The application I have in mind involves a multi-tenant DB design where one schema is used for each tenant and all schemata, which have the same table structure and names, are part of the same database. As far as I know from DBs in general, stored procedures/functions are pre-compiled and therefore faster so I woulid like to use them for performing operations on each schema's tables by sending the required parameters from the application server instead of sending a list of SQL commands. In addition, I would like to have a SINGLE set of functions that implement all the SELECT (including JOIN type), INSERT, UPDATE, etc operations on the tables of each schema. This will allow to easily perform changes in each function and avoid SQL code replication and redundancy. As I found out, it is possible to create a set of functions in a schema s0 and then create s1, s2, ... schemata (having all the same tables) that use these functions.
For exapmle, I can create a template schema named s0 (identical to all others) and create a SQL or pl/pgSQL function that belongs to this schema and contains operations on the schema's tables. In this function, the table names are written without the schema prefix, i.e.
first_table and not s0.first_table
An example function could be:
CREATE FUNCTION sel() RETURNS BIGINT
AS 'SELECT count(a) from first_table;'
LANGUAGE SQL;
As I have tested, this function works well. If I move to schema s1 by entering:
set search_path to s1;
and then call the function again, the function acts upon s1 schema's identically named table first_table.
The function could also include the parameter path in order to call it with a schema name and a command to change the search_ path similar to this:
CREATE OR REPLACE FUNCTION doboth(path TEXT, is_local BOOLEAN DEFAULT false) RETURNS BIGINT AS $$
SELECT set_config('search_path', regexp_replace(path, '[^\w ,]', '', 'g'), is_local);
SELECT count(a) from first_table;
$$ LANGUAGE sql;
as shown in the proposed solution in PostgreSQL: how do I set the search_path from inside a function?
However, when I tried this and I called the function for a schema, I noticed that the second SELECT of the function was executed before the first, which led to executing the second SELECT on the wrong schema! This was really unexpected.
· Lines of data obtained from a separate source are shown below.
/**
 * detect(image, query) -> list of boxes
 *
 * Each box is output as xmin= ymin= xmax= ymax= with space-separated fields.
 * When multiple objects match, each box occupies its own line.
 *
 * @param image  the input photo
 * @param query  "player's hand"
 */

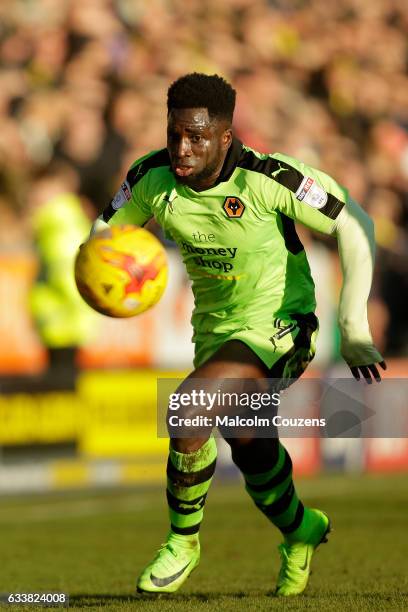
xmin=340 ymin=338 xmax=387 ymax=384
xmin=349 ymin=360 xmax=387 ymax=384
xmin=90 ymin=216 xmax=110 ymax=236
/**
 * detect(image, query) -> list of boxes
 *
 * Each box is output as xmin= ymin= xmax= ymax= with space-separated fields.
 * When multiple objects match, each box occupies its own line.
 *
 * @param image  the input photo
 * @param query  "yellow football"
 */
xmin=75 ymin=225 xmax=168 ymax=317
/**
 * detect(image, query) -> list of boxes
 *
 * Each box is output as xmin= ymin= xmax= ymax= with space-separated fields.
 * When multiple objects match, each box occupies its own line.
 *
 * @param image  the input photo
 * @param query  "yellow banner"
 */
xmin=0 ymin=370 xmax=187 ymax=456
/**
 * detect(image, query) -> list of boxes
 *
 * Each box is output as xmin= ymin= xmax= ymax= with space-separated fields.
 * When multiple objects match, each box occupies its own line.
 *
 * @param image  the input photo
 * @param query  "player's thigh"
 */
xmin=169 ymin=341 xmax=268 ymax=452
xmin=169 ymin=340 xmax=267 ymax=421
xmin=193 ymin=339 xmax=269 ymax=379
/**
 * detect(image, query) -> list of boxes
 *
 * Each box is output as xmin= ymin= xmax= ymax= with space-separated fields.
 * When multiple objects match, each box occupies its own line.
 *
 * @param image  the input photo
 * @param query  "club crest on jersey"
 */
xmin=223 ymin=196 xmax=245 ymax=218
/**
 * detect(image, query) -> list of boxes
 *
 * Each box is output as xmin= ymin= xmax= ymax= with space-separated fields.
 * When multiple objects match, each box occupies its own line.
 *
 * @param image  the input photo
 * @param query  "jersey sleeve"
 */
xmin=101 ymin=154 xmax=155 ymax=227
xmin=263 ymin=152 xmax=348 ymax=235
xmin=334 ymin=197 xmax=383 ymax=366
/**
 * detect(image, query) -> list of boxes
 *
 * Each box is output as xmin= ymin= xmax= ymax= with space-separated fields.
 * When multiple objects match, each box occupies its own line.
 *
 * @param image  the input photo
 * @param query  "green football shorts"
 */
xmin=193 ymin=312 xmax=318 ymax=379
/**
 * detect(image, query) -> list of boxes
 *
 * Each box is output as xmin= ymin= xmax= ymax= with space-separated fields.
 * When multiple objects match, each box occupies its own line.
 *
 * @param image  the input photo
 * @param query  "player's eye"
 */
xmin=190 ymin=135 xmax=203 ymax=144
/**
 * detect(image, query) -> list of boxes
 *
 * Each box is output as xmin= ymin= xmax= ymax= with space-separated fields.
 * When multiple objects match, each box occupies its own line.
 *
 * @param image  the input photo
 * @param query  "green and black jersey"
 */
xmin=104 ymin=139 xmax=347 ymax=338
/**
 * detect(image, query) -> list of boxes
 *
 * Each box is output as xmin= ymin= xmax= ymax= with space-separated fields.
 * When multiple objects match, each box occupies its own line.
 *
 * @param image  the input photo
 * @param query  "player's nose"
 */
xmin=175 ymin=136 xmax=192 ymax=158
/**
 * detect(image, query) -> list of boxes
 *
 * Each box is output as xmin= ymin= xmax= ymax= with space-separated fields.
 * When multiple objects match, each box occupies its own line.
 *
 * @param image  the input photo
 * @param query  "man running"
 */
xmin=93 ymin=73 xmax=385 ymax=596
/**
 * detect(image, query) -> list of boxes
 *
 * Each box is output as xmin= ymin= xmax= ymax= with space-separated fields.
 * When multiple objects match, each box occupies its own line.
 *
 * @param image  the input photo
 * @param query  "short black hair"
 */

Does anybody know the explanation to this behavior?
In order to bypass this issue, I created a plpgsql function that does the same thing and it worked without any execution order issues:
CREATE OR REPLACE FUNCTION doboth(path TEXT, is_local BOOLEAN DEFAULT false) RETURNS BIGINT AS $$
DECLARE result BIGINT;
BEGIN
PERFORM set_config('search_path', regexp_replace(path, '[^\w ,]', '', 'g'), is_local);
SELECT count(a) from first_table INTO result;
RETURN result;
END
$$ LANGUAGE plpgsql;
So, now some questions about performance this time:
1) Apart from a) having the selection of schema to operate and the specified operation on the schema in one transaction which is necessary for my multi-tenant implementation, and b) teaming together SQL commands and avoiding some extra data exchange between the application server and the DB server which is beneficial, do the Postgresql functions have any performance benefits over executing the same code in separate SQL commands?
2) In the described multi-tenant scenario with many schemata and one DB,
does a function that is defined once and called for any identical schema to the one it is defined lose any of its performance benefits (if any)?
3) Is there any difference in performance between an SQL function and a PL/pgSQL function that contains the same operations?
Before I answer your questions, a remark to your SQL function.
It does not fail because the statements are executed in a wrong order, but because both queries are parsed before the first one is executed. The error message you get is somewhat like
ERROR: relation "first_table" does not exist
[...]
CONTEXT: SQL function "doboth" during startup
Note the “during startup”.
Aswers
You may experience a slight performance boost, particularly if the SQL statements are complicated, because the plans of SQL statements in a PL/pgSQL function are cached for the duration of a database session or until they are invalidated.
If the plan for the query is cached by the PL/pgSQL function, but the SQL statement calling the function has to be planned every time, you might actually be worse of from a performance angle because of the overhead of executing the function.
Whenever you call the function with a different schema name, the query plan will be invalidated and has to be created anew. So if you change the schema name for every invocation, you won't gain anything.
SQL function don't cache query plans, so they don't perform better than the plain SQL query.
Note, however, that the gains from caching simple SQL statements in functions are not tremendous.
Use functions that just act as containers for SQL statements only if it makes life simpler for you, otherwise use plain SQL.
Do not only focus on performance uring design, but on a good architecture and a simple design.
If the same statements keep repeating over and over, you might gain more performance using prepared statements than using functions.
Firstly, I do not really believe there can be any issues with line execution order in functions. If you have any issues, it's your code not working, not Postgres.
Secondly, multi-tenant behavior is well implemented with set search_path to s1, s0;. There is usually no need for switching anything inside procedures.
Thirdly, there are no performance benefits in using stored procedures except for minimizing data flows between DB and the application. If you consider a query like SELECT count(*) FROM mytable WHERE somecolumn = $1 there is absolutely nothing you can optimize before you know the value of $1.
And finally, no, there is no significant difference between functions in SQL and PL/pgSQL. The most time is still consumed by reading through tables, so focus on perfecting that.
Hope that clarifies the situation. Also, you may want to consider security benefits of storage procedures. Just a hint.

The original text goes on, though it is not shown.